I’m embarrassed to admit this, but what the heck. I’m pretty sure you’ve noticed if you’ve known me for any amount of time.
I am the worst at remembering names.
Well, maybe not the worst. Still, I have a fairly bad track record. A high percentage of the time I can’t remember names of people I’ve met only peripherally or offhand or in passing.
Forget about introducing me to more than one person at a party. Or saying hi on the first day at a new job. I’m telling you, there are people I’ve met at work several times, for several years. They know my name, and it’s well past the date when I can feign ignorance without seeming … well, ignorant.
But what should you do if all these tricks fail you, as they have for me? I rarely forget a face. But the names? Let’s just say mnemonic devices do not work for me when it comes to names, only when it comes to planets. (My Very Educated Mother Just Served Us Nine Pizzas … RIP, Pluto.)
Sometimes you just have to admit that you can’t remember names. In which case, I deploy one of these four methods.
4 Coping Skills When You Forget Someone’s Name
1. If in a group, rely on someone with a good memory. Take a quick aside and quietly ask for a name prompt. I happen to have a friend with a photographic memory, and while yes, I’m super jealous, I’m also grateful that I can rely on her elephant brain for help.
2. Smile and carry on the conversation without mentioning the other person’s name. You’d be surprised how rarely you actually need to know someone’s name in the course of a conversation. And, while you’re chatting, use your powers of deduction. If you’re lucky, someone else will walk in and say “Hi, Person!” At this time deploy your mnemonic device of choice and pray that this one sticks.
3. Offer a handshake. If you keep seeing the same person in social settings, and you’ve both smiled back and forth but neither of you seems to know the other’s name, you can take the initiative to say, “Hi, I can’t remember if we ever formally met. My name is _______.” The other person will instinctively reciprocate.
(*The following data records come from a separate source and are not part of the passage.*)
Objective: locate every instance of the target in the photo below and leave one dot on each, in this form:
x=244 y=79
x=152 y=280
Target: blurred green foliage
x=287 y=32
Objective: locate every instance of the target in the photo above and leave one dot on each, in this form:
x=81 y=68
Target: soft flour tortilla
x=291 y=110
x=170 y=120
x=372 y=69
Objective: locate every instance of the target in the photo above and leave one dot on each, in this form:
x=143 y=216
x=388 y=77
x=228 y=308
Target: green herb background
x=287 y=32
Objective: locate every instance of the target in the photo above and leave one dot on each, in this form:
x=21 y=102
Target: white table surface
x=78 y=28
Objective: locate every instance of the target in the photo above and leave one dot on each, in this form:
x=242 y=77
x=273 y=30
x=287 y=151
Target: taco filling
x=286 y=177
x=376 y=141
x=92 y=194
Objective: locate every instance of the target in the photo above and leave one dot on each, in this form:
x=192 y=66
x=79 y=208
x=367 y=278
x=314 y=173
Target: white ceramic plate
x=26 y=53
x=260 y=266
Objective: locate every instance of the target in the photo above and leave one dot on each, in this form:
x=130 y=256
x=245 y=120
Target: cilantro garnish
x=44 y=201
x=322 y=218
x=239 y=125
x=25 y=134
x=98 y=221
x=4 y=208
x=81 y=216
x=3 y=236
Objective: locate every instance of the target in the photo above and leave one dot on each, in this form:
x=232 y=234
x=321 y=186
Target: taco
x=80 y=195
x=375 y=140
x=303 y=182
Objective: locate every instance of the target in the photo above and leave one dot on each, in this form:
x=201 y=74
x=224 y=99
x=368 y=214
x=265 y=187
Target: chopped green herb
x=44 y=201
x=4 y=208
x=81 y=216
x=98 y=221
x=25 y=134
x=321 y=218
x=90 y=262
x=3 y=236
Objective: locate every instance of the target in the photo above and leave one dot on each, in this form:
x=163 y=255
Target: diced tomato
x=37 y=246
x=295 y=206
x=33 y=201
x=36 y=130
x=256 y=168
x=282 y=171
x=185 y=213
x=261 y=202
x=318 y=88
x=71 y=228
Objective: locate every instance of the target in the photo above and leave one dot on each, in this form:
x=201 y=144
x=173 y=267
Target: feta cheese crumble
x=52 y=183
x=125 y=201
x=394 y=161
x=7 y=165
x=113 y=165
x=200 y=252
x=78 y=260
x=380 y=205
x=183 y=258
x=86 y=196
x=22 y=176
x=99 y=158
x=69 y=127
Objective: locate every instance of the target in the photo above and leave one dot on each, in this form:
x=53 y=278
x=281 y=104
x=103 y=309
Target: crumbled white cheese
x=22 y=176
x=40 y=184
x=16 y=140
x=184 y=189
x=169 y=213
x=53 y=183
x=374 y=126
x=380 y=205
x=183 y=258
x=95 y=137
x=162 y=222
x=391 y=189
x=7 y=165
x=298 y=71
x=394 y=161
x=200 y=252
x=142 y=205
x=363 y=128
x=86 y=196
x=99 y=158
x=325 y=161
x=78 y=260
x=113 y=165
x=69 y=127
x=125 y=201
4. You fess up. Just flat out tell the mystery person that you are terrible with names, and would they mind sparking your memory? It helps to be the teensiest bit apologetic, but try not to feel awkward about your bad memory. If you absolutely must justify yourself, say something vague, like “Forgive me; I’ve been working so hard my brain is fried.”
Where do you fall? Are you good with names or do you turn to a memory device for help? Do you have any tried-and-true methods for saving face when you forget a name? Please share in the comments!